Whereas the Austrian grants allow scientists to continue their research in Austria, often at their home institutions, Sweden’s VINNMER program requires the scientists to shake things up: They must spend time at a new institution, preferably abroad. In addition to furthering women’s careers, the program has a parallel goal of helping Swedish institutions forge collaborations with other institutions, both within Sweden and abroad. The program even funds female scientists based outside Sweden to spend time at Swedish institutions.

Backed by €50 million over 5 years from the Swedish government, the VINNMER program made its first grants last fall. The grants can be used to pay for housing, childcare, spousal support, and travel, as well as part of the scientist’s salary. Indeed, aside from the requirement to move, there are few limits on how the grant money can be spent. “We don’t want as a funding agency to … tell them that ‘this is what you should do,’ ” says program manager Thomas Torounidis. “The female researcher certainly knows what she wants to do and what will benefit her.”

Among the first recipients was Frauke Ecke, a landscape ecologist. A German citizen, Ecke went to Sweden as an undergraduate because she preferred the style of education there. As a doctoral student at Luleå University of Technology, she was tenacious, earning her degree in 4 years despite giving birth to two children during that time and struggling with perilous funding problems. In 2004, she got a 1-year postdoctoral position at the International Institute for Applied Systems Analysis in Austria. Then she returned to Luleå as an assistant professor. Her young family followed her with each move.

In spring of 2007, she applied for the VINNMER Program. The application was different from any other Ecke had ever written because it focused on her. “I really had to be more selfish and write, ‘What do I want in the future?’ ” she says.
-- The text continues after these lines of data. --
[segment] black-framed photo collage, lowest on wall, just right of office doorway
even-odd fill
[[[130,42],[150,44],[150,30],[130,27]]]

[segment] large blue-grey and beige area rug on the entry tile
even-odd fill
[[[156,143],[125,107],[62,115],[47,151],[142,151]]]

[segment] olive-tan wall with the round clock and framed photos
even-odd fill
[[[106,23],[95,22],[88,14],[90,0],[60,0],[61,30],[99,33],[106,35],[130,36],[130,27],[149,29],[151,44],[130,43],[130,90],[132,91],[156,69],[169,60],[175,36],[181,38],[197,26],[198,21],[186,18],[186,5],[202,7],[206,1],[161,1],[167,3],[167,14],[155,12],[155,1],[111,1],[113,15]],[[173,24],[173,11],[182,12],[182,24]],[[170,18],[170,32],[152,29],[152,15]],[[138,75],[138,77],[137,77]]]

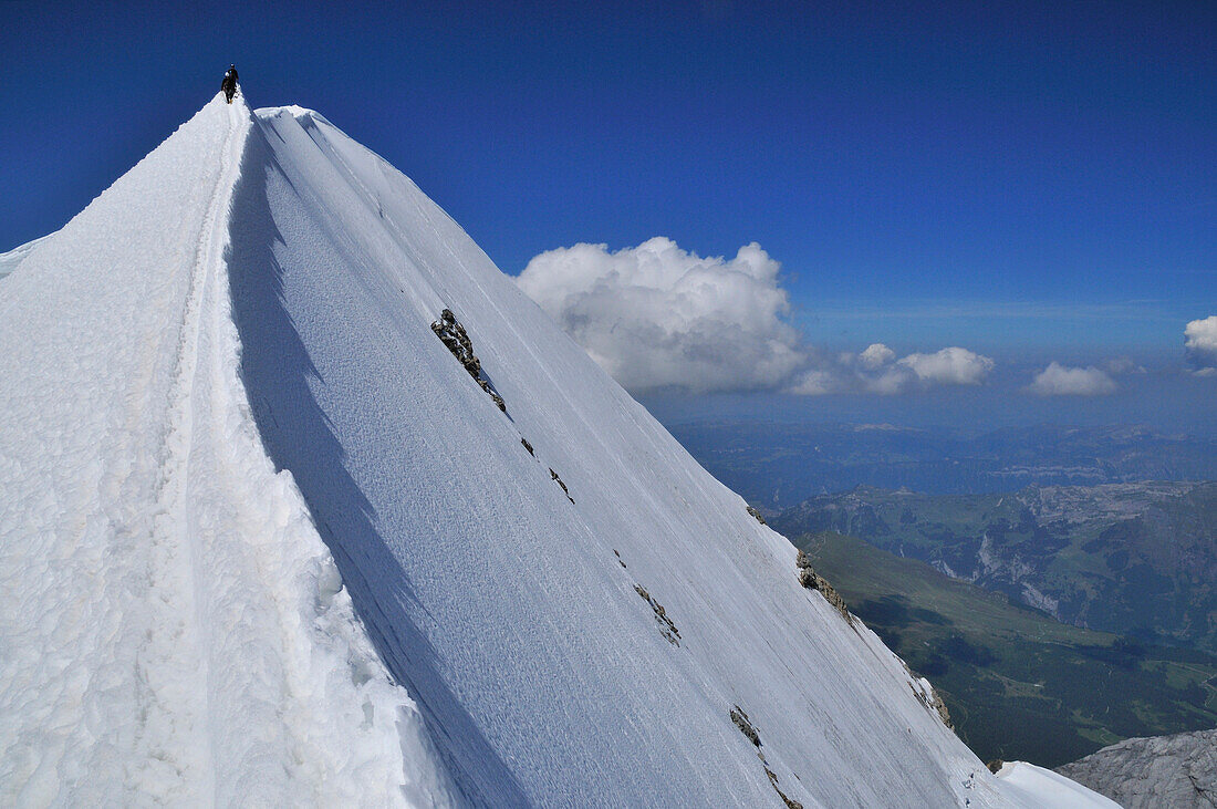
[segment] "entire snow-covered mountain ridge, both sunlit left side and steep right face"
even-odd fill
[[[5,803],[1038,800],[316,113],[213,100],[29,252],[0,378]]]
She won the grant last September, and just before Christmas she moved her family to Uppsala, where she’s now conducting research at the Swedish University of Agricultural Sciences on how mining affects ecosystems.
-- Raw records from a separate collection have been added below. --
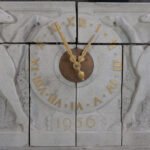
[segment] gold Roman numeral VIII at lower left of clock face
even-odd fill
[[[42,80],[41,76],[33,78],[33,83],[41,95],[43,95],[46,92],[46,86],[44,85],[44,81]]]

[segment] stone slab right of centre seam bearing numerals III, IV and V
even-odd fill
[[[90,54],[94,60],[93,73],[78,83],[77,89],[78,145],[120,145],[121,46],[96,45]]]

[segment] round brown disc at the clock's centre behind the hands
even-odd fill
[[[82,53],[82,49],[74,48],[72,49],[72,52],[76,56],[80,56]],[[59,62],[59,68],[61,74],[66,78],[67,80],[71,82],[81,82],[82,80],[79,79],[77,71],[73,68],[73,63],[69,60],[69,55],[67,52],[65,52]],[[94,69],[94,62],[92,56],[87,53],[85,56],[85,60],[81,63],[81,70],[84,72],[84,80],[90,77]]]

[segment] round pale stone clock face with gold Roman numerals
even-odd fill
[[[59,22],[67,42],[75,41],[75,16],[63,15],[44,26],[34,41],[61,42],[54,23]],[[96,43],[120,42],[120,38],[111,28],[102,24],[93,16],[79,16],[79,42],[88,42],[96,27],[100,27]],[[69,44],[71,49],[76,45]],[[78,43],[79,49],[85,45]],[[122,50],[116,45],[93,45],[89,55],[93,61],[90,76],[76,84],[67,80],[60,70],[60,60],[65,53],[61,44],[32,45],[31,47],[31,86],[34,93],[47,105],[67,113],[75,111],[75,97],[79,113],[93,112],[110,102],[120,92]],[[89,68],[90,69],[90,68]],[[63,69],[62,69],[63,70]],[[67,68],[64,68],[64,73]],[[88,68],[87,68],[88,70]],[[70,73],[71,76],[71,73]],[[77,91],[77,95],[76,95]]]

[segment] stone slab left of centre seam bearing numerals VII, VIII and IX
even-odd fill
[[[32,146],[75,146],[76,90],[59,70],[63,53],[60,45],[31,46]]]

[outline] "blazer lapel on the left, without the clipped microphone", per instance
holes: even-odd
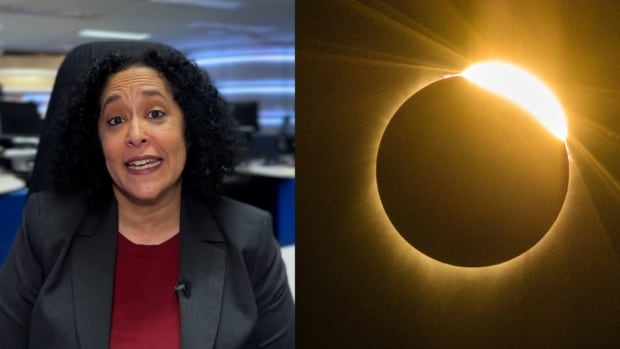
[[[117,231],[118,209],[110,200],[107,208],[87,212],[73,241],[75,320],[82,348],[109,347]]]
Ecke says the grant has allowed her and her family some stability, even with the requirement to move. Since they were able to stay in Sweden, her children have made new friends easily. She says she’ll only pursue her career if she can make it work for her family–and, she says, “to accomplish that is not easy, not even in Sweden.”

Unusual paths

VINNMER and the Austrian Science Fund grants focus on women who are striving for senior scientist positions, in contrast to other programs that focus more on keeping women from dropping out of science altogether. Even so, the programs recognize that even the most promising and ambitious women often follow unusual paths.
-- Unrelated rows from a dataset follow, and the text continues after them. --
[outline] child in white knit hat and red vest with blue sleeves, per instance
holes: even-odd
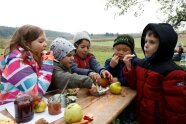
[[[101,77],[112,80],[112,75],[102,67],[89,52],[90,37],[87,32],[78,32],[74,36],[74,46],[76,47],[74,60],[75,63],[72,66],[72,71],[81,74],[88,75],[93,81],[98,81]]]

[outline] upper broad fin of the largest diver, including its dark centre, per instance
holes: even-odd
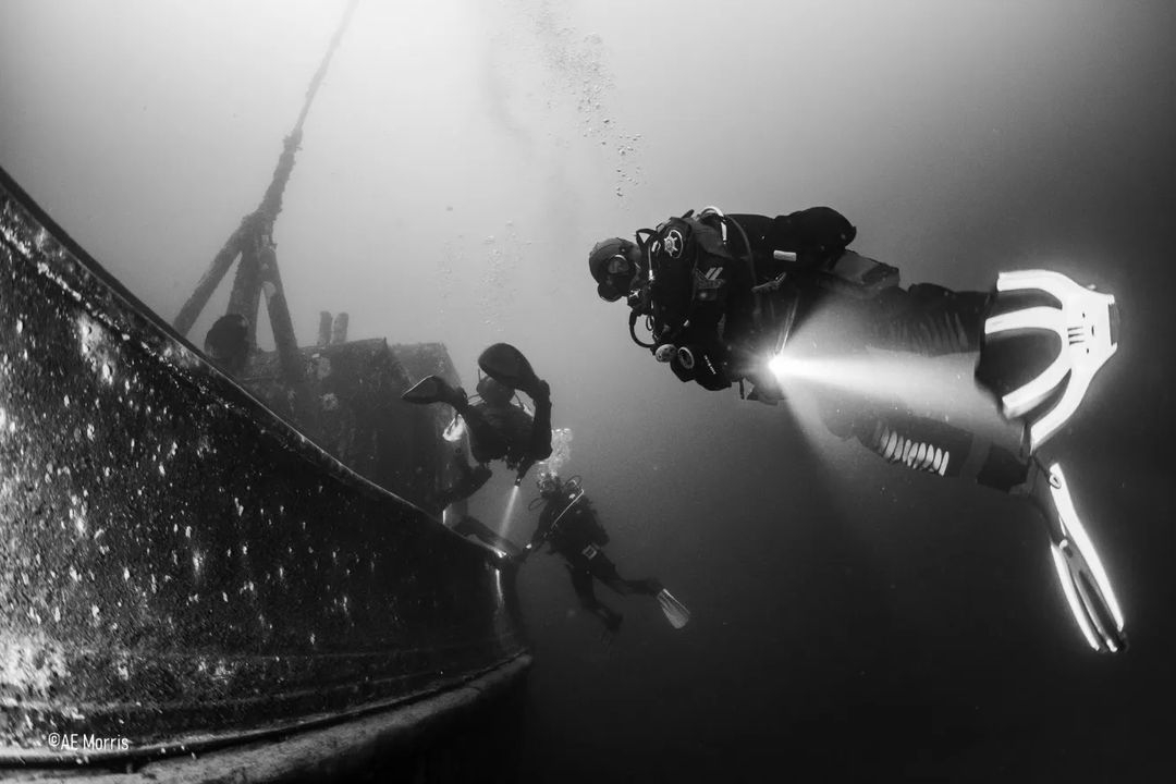
[[[1114,296],[1061,273],[1001,273],[976,380],[997,396],[1005,418],[1024,420],[1024,453],[1033,455],[1077,410],[1117,348]],[[1043,355],[1044,369],[1034,367]]]

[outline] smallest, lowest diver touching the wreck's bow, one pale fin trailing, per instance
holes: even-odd
[[[584,496],[579,477],[563,482],[553,471],[543,471],[536,482],[539,498],[532,507],[543,504],[539,514],[539,525],[523,552],[515,559],[522,563],[534,550],[546,542],[550,552],[557,552],[572,575],[572,588],[584,609],[595,614],[604,623],[604,639],[608,641],[621,628],[620,612],[596,598],[593,579],[599,579],[621,596],[642,594],[655,596],[666,619],[675,629],[681,629],[690,619],[690,611],[656,578],[624,579],[601,549],[608,544],[608,532],[596,516],[592,502]]]

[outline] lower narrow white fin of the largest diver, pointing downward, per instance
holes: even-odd
[[[1087,642],[1100,652],[1125,650],[1123,614],[1095,545],[1074,509],[1062,468],[1054,463],[1047,469],[1034,460],[1020,492],[1029,497],[1044,518],[1057,579]]]

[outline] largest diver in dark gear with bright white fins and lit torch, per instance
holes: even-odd
[[[708,207],[640,229],[633,241],[597,242],[588,267],[601,299],[626,299],[633,341],[681,381],[739,384],[741,396],[768,404],[783,398],[789,337],[816,314],[831,316],[838,353],[976,354],[976,382],[1021,424],[1016,453],[916,416],[901,400],[824,395],[822,420],[889,462],[1028,497],[1083,636],[1095,650],[1123,650],[1122,614],[1061,467],[1037,455],[1117,348],[1115,299],[1047,270],[1001,273],[990,293],[903,288],[895,267],[848,248],[856,234],[829,207],[775,217]],[[648,340],[636,333],[642,319]]]

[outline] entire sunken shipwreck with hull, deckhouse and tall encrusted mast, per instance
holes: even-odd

Shohreh Maleki, now a Swedish citizen, was born and raised in Iran, earned a doctorate in cell biology in England in 1982, then returned to Iran in time to see her country devastated by the Iran-Iraq War. She also saw her career reduced to ashes as she struggled against sexism in the Iranian scientific establishment.

In 1988, she decided to seek a fresh start in science by going to Sweden to pursue another Ph.D., in genetic toxicology, this one at Stockholm University. After graduating, she landed a postdoc at the Memorial Sloan-Kettering Cancer Center in New York, then returned to Sweden, to the Karolinska Institute, as a research fellow.